I am trying to implement the CARMA GEMM algorithm in Fortran found from this paper CARMA Publication. A link to the source code on Github written in C can be found here: CARMA CILK SGEMM
The algorithm uses divide-and-conquer by splitting the largest matrix dimension from m,n,k into two sub-problems that can be executed in parallel via recursion. The end condition executes GEMM on a portion of the of the original matrix. This code uses Cilk threading, but I am not interested in parallelism quite yet.
I am having an issue understanding how to implement an in-place matrix multiplication in Fortran while using the recursion. The following code is my attempt at splitting the dimension M only, which is still in the testing phase. The code compiles with ifort 16.0, but doesn't execute correctly. In the example provided, C1 and C2 from the main program will have different results. No compiler warnings or runtimes errors occur. Just the wrong final answer.
! ******************************
! MODULE
! ******************************
MODULE RECURSION_GEMM_MOD
IMPLICIT NONE
CONTAINS
RECURSIVE SUBROUTINE GEMM_RECURSION(m,n,k,alpha,beta,A,B,C,depth,max_depth)
integer, intent(in) :: m, n, k, depth, max_depth
real, intent(in) :: alpha, beta
real, intent(in) :: A(m,k), B(k,n)
real, intent(inout) :: C(m,n)
integer :: m_half, m_remain
! End condition for recursion - compute C <- alpha*AB + beta*C
IF( depth >= max_depth ) THEN
CALL SGEMM('N','N', m, n, k, alpha, A, m, B, k, beta, C, m)
RETURN
END IF
m_half = m/2
m_remain = m - m_half
! Divide GEMM into two block matrix sub-problems (top and bot)
! A_top, C_top
CALL GEMM_RECURSION(m_half,n,k,alpha,beta, A,B,C,depth+1,max_depth)
! A_bot, C_bot
CALL GEMM_RECURSION(m_remain,n,k,alpha,beta,A(m_half+1,1),B,C(m_half+1,1),depth+1,max_depth)
END SUBROUTINE GEMM_RECURSION
END MODULE RECURSION_GEMM_MOD
! **********************************
! MAIN PROGRAM
! **********************************
PROGRAM RECURSION_GEMM
USE RECURSION_GEMM_MOD
IMPLICIT NONE
INTEGER :: m,n,k,m_half, m_remain
INTEGER :: depth, max_depth
REAL :: C1(2,4), C2(2,4)
REAL :: A(2,3) = TRANSPOSE( RESHAPE( (/ 1.0, 2.0, 3.0,&
4.0, 5.0, 6.0 /), (/ 3,2 /) ) )
REAL :: B(3,4) = TRANSPOSE( RESHAPE( (/ 5.0, 6.0, 7.0, 8.0, &
1.0, 2.0, 3.0, 4.0, &
9.0, 10.0, 11.0, 12.0/), (/ 4,3 /) ) )
REAL :: C(2,4) = TRANSPOSE( RESHAPE( (/ 1.0, 0.0, 1.0, 1.0, &
0.0, 1.0, 0.0, 1.0 /), (/ 4,2 /) ) )
REAL :: alpha = 1.0, beta = 1.0
m = 2
k = 3
n = 4
! Copy C into C1 for later
C1 = C
depth = 0
max_depth = 1
! Recursion GEMM stored in C1
CALL GEMM_RECURSION(m,n,k,alpha,beta,A,B,C1,depth,max_depth)

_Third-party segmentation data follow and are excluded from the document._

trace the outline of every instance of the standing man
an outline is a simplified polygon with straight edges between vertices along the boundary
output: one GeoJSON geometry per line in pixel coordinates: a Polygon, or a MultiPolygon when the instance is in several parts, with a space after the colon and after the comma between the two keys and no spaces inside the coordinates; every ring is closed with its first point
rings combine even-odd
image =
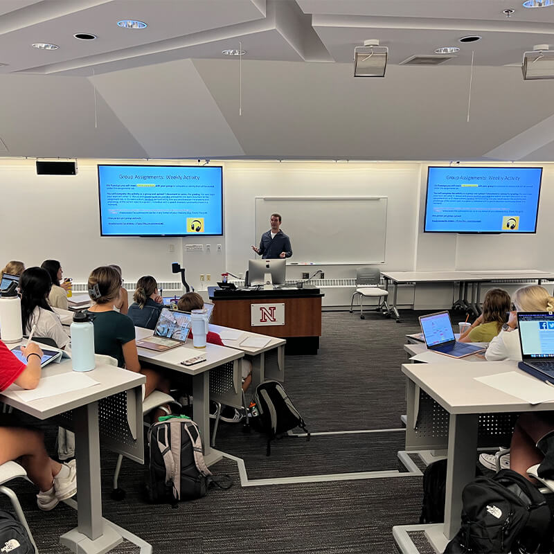
{"type": "Polygon", "coordinates": [[[260,248],[252,247],[252,250],[262,258],[290,258],[292,256],[292,247],[290,239],[280,229],[281,216],[278,213],[272,213],[269,221],[271,229],[262,235],[260,248]]]}

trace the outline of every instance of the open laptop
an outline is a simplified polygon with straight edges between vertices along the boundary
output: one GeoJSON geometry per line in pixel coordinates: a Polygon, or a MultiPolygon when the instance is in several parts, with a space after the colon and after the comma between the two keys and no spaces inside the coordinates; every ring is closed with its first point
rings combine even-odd
{"type": "Polygon", "coordinates": [[[10,275],[8,273],[3,273],[2,280],[0,282],[0,290],[6,290],[13,282],[19,284],[19,275],[10,275]]]}
{"type": "Polygon", "coordinates": [[[190,330],[190,317],[185,312],[162,308],[154,329],[154,334],[141,339],[136,346],[141,348],[166,352],[184,344],[190,330]]]}
{"type": "Polygon", "coordinates": [[[420,325],[427,348],[439,354],[463,358],[485,350],[471,343],[456,341],[448,312],[420,316],[420,325]]]}
{"type": "Polygon", "coordinates": [[[554,383],[554,312],[518,312],[519,368],[554,383]]]}

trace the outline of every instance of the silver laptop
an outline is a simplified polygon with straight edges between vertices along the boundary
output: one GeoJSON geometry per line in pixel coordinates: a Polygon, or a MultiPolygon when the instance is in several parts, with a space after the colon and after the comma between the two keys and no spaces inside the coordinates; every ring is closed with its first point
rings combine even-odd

! Reference GEMM stored in C2
C2 = alpha*MATMUL(A,B) + beta*C
PRINT*, 'C1 = '
PRINT*, C1
PRINT*, ''
PRINT*, 'C2 = '
PRINT*, C2
END PROGRAM RECURSION_GEMM
I have been looking up every document about Fortran subroutines and recursion, but there isn't that much out there. I have checked into the using pointers, but everything I have seen says they are terrible for performance, which isn't great for GEMM. Any help is appreciated.